Thesis: In a privately-printed 200-page volume called It Is As If: ($20), Mr. Tastmona (“American born of American-born parents) scrutinizes the details of the assassination and the text of The Warren Report, finding bizarre parallels with the life of Benjamin Franklin, Sherlock Holmes, Mormon doctrine and American history. One example, among many, is cited here as an extreme example of assassination theorizing.

In the Chronology index of The Autobiography of Benjamin Franklin, Tastmona finds mention of Arthur Lee, an American commissioner accompanying Franklin to France. Three pages later he finds a reference to Richard Oswald, Chief British negotiator. “The names ‘Lee’ and ‘Oswald’ sounded a responsive chord. Lee Oswald!—assassin of President Kennedy. Could some sort of historic parallel be coming to light? Could a Harvey be involved in these diplomatic deals?” Sure enough, on the next page of the Franklin autobiography Tastmona finds David Hartley, a British envoy. “Hartley!—a close approximation of ‘Harvey’…

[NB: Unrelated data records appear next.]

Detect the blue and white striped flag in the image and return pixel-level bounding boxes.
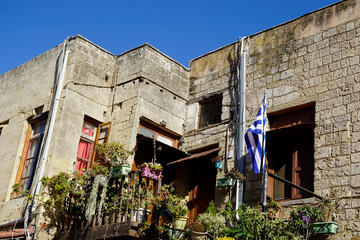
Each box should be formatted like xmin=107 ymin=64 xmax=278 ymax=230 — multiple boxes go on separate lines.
xmin=245 ymin=93 xmax=266 ymax=174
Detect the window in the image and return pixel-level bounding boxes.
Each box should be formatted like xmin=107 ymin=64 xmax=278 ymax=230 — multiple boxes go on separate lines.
xmin=0 ymin=120 xmax=9 ymax=136
xmin=75 ymin=118 xmax=111 ymax=171
xmin=16 ymin=117 xmax=46 ymax=191
xmin=139 ymin=121 xmax=178 ymax=148
xmin=267 ymin=104 xmax=315 ymax=200
xmin=199 ymin=95 xmax=222 ymax=128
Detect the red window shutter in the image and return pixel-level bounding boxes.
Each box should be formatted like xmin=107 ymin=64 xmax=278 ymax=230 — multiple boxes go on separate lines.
xmin=90 ymin=122 xmax=111 ymax=167
xmin=76 ymin=138 xmax=94 ymax=171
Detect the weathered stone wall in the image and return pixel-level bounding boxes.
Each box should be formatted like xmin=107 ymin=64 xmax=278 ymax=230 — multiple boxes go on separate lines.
xmin=246 ymin=0 xmax=360 ymax=236
xmin=45 ymin=36 xmax=116 ymax=176
xmin=0 ymin=36 xmax=115 ymax=222
xmin=111 ymin=44 xmax=189 ymax=152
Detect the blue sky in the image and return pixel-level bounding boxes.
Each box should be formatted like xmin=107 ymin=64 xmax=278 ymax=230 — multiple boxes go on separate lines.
xmin=0 ymin=0 xmax=337 ymax=74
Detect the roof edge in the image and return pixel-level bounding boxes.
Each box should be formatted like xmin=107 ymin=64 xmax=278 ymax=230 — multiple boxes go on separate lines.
xmin=116 ymin=43 xmax=190 ymax=71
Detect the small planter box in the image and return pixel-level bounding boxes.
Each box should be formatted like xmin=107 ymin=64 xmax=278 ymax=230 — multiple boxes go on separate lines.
xmin=173 ymin=217 xmax=188 ymax=231
xmin=111 ymin=165 xmax=130 ymax=178
xmin=312 ymin=222 xmax=338 ymax=234
xmin=191 ymin=231 xmax=208 ymax=240
xmin=215 ymin=161 xmax=222 ymax=169
xmin=141 ymin=167 xmax=162 ymax=180
xmin=217 ymin=177 xmax=236 ymax=188
xmin=140 ymin=167 xmax=151 ymax=178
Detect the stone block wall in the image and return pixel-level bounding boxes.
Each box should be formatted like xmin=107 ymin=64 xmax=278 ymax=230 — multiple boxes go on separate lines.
xmin=110 ymin=44 xmax=189 ymax=150
xmin=246 ymin=1 xmax=360 ymax=236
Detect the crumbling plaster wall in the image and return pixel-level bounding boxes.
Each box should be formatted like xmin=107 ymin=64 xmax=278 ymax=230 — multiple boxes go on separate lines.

“‘Hartley’ differs from ‘Harvey’ by two letters. Perceive a composite form—Har TLV ey. What have we here! TLV equals a better approximation for ‘television’ that even plain TV. Lee Oswald was shot by Jack Ruby in full view of a national television audience.…It is as if this television crime had somehow been arranged to expound the disparity existing between the names Hartley and Harvey.” Tastmona goes on to reveal that David Hartley was really David Hartley Junior, or Jr., and “it was Jack Ruby with initials J. R. who by this brutal system of criminal cryptology painstakingly identified the Hartley of scholarly historical allusion to be J R. or Junior.

“While in Russia, Lee Oswald kept what he called a ‘Historic Diary.’ He affected interest in his place in history. This attitude must be considered as part of a pre-instructed clue system, hinting the historical parallels just adduced.”